An Intro to Mindfulness
Much like meditation and using our five senses to tackle anxiety, mindfulness is a free tool that can be used by anyone, anywhere – a must-have essential for getting through the rest of 2020. Much like meditation, it involves being as present as you can be in the moment at hand, an activity which is known to lower stress and anxiety levels. In fact, the National Institute of Health and Care Excellence actually recommends practicing mindfulness as a way to combat depression.
What are the first steps in approaching a more mindful lifestyle? Well, the NHS website encourages you to take on these first steps –
- ‘Notice the everyday’
Try and take yourself off of autopilot for a short period of each day, perhaps on your commute or walk from home work. Notice your five senses, paying attention to things that you wouldn’t normally pick up on.
- Keep it regular
Pick a regular time of day to practice these habits.
- ‘Try something new’
Take yourself out of your comfort zone. Sit somewhere else for your daily lunch, or find a (comfortable) place to relax in your house that isn’t your reliable living room spot.
- ‘Watch your thoughts’
Don’t let the worries and thoughts crowd you. Take each one as they come.
- ‘Name thoughts and feelings’
Identify each thought or worry in order to recognise them, before letting the next worry come to mind,
- ‘Free yourself from the past and future’

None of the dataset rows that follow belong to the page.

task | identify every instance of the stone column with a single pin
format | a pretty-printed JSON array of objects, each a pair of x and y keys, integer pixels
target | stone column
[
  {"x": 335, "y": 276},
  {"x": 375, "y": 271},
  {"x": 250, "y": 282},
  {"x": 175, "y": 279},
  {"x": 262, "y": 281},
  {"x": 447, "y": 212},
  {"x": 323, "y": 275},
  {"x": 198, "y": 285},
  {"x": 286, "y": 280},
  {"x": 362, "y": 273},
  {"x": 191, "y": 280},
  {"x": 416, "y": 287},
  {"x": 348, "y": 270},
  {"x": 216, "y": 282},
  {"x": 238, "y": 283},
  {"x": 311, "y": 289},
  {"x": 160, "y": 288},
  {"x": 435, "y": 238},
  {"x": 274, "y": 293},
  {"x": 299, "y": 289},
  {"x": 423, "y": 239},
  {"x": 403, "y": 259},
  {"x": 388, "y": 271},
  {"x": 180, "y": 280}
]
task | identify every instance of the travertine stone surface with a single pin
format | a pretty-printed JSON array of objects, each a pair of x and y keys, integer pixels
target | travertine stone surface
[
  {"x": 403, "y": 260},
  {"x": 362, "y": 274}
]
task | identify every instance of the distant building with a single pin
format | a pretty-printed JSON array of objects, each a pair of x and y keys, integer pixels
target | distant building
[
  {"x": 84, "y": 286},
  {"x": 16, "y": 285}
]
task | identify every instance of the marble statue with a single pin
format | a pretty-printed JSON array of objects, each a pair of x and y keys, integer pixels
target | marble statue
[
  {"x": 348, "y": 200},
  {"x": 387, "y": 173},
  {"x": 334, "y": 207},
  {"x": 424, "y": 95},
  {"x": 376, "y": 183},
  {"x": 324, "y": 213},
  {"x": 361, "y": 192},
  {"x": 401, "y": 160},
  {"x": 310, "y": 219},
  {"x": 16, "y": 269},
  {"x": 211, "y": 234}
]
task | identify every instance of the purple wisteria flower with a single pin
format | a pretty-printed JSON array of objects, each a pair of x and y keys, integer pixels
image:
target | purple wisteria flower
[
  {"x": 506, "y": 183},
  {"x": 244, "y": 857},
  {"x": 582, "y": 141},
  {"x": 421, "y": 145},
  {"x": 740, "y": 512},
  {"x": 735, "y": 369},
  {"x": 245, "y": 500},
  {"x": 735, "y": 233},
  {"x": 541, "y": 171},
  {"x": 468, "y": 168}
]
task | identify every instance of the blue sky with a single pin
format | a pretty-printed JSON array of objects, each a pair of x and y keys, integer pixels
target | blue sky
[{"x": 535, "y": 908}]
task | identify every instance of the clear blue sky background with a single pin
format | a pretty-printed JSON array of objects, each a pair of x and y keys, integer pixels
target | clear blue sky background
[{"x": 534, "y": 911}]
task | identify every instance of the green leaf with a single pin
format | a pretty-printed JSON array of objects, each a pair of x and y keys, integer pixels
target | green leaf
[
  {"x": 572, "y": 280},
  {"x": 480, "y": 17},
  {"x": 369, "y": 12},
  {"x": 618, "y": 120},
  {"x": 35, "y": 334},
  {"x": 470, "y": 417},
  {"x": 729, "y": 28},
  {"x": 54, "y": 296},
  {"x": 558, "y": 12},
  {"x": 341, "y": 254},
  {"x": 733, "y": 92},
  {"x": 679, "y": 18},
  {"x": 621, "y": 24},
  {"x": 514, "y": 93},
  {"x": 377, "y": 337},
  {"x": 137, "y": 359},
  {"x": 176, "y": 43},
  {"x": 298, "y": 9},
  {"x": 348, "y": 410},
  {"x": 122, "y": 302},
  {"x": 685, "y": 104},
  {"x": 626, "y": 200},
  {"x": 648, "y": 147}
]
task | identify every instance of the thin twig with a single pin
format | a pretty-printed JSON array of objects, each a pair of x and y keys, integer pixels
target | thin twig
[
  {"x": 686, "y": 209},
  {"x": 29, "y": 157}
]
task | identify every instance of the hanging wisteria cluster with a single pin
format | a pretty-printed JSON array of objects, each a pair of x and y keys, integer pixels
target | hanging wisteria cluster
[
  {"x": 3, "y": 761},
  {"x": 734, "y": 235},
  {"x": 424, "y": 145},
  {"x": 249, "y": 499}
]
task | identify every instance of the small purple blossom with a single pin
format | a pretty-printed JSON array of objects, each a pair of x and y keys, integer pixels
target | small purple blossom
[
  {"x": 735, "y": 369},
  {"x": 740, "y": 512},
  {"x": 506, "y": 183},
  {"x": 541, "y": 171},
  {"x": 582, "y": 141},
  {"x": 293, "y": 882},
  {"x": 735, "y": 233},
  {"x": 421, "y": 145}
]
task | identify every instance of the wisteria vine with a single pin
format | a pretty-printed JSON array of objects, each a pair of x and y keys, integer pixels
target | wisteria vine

Remember, the goal is to be present. Don’t let past anxieties or potential future worries take up your mental capacity.Feel like this could be working for you? Consider using some tools to help you out. These can still be free or low cost, such as the Headspace app which offers a free trial, or the Calm app for sleep and meditation. For further reading, the Oxford Mindfulness Centre’s website has plenty of tools for practicing mindfulness, as well as a weekly practice session every Wednesday. Good luck!